Me encanta ser inconsistente, imprevisible, intranscendente. Hubiera querido ser trascendente, ya lo dije en otras ocasiones, pero me doy cuenta de lo que soy y con toda la rabia del mundo lo asumo. No me encanta, aunque lo proclame a los cuatro vientos; realmente sé que soy lo que soy, un flan, pero no uno cualquiera, soy, quiero imaginarlo, un autentico “flan chino el mandarín”, que debe ser de la misma época que mi amada y hasta hoy casi ignorada Amália. Me encanta, como el flan autentico, ser inestable, oscilante, sensible, saudade pura, pero genuinamente de huevo. Esperanza, Añoranza. Inestabilidad, Relatividad, Humanidad. Lo dicho, de huevo; y confío que sólo el chino supiera si lo era de gallina de granja, y su secreto se haya ido con él a la tumba.

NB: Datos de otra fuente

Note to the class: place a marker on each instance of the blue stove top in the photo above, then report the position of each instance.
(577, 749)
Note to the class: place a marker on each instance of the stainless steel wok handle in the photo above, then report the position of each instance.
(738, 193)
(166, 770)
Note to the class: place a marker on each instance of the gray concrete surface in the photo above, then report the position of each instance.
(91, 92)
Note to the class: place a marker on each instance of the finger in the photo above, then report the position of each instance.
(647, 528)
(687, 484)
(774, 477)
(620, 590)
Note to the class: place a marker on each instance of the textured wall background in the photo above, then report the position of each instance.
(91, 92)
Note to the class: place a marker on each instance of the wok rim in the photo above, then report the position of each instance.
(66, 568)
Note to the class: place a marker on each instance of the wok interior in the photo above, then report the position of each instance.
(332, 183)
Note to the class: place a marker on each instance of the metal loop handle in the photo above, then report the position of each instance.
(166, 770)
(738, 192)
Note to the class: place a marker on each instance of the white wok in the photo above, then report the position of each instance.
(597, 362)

Hay tal cantidad de puntos suspensivos en mi vida que, si hablaran, serían capaces de decir en su inexpresividad lo que jamás sería capaz de expresar yo a pesar de sentirlos a flor de piel, y por ello ahí lo dejo. Que cada cual rellene a su imagen y semejanza los espacios vacíos de su propia vida con sensaciones llenas o con las que sean. La verdad es que no sé para qué hay que llenar nada. Uno siempre es lo que es, por poco que llegue a ser, sino se deja llevar por los acontecimientos y por los demás, que es el peligro verdadero. Yo que soy un pobre imbécil, reconozco que casi siempre soy más cuando no sé como decirlo que cuando trato de llenar de palabras los espacios de mi propia indefinición, espacios vacíos, por supuesto, pero también calidos por la esperanza de lo que pudieran albergar en algún momento. En fin, que qué más da. Hoy sólo quería homenajear a Amália Rodrigues a la que no conozco y ni siquiera sé si vive, y nada más. Seguir escuchándola en esta tarde radiante de sol que invita poco al fado, pero que abre todas las puertas a la fantasía, a la que me encamino conscientemente a pesar de mi mismo, casi todo racionalidad y sentido practico. ¿ Pero, qué le vamos a hacer?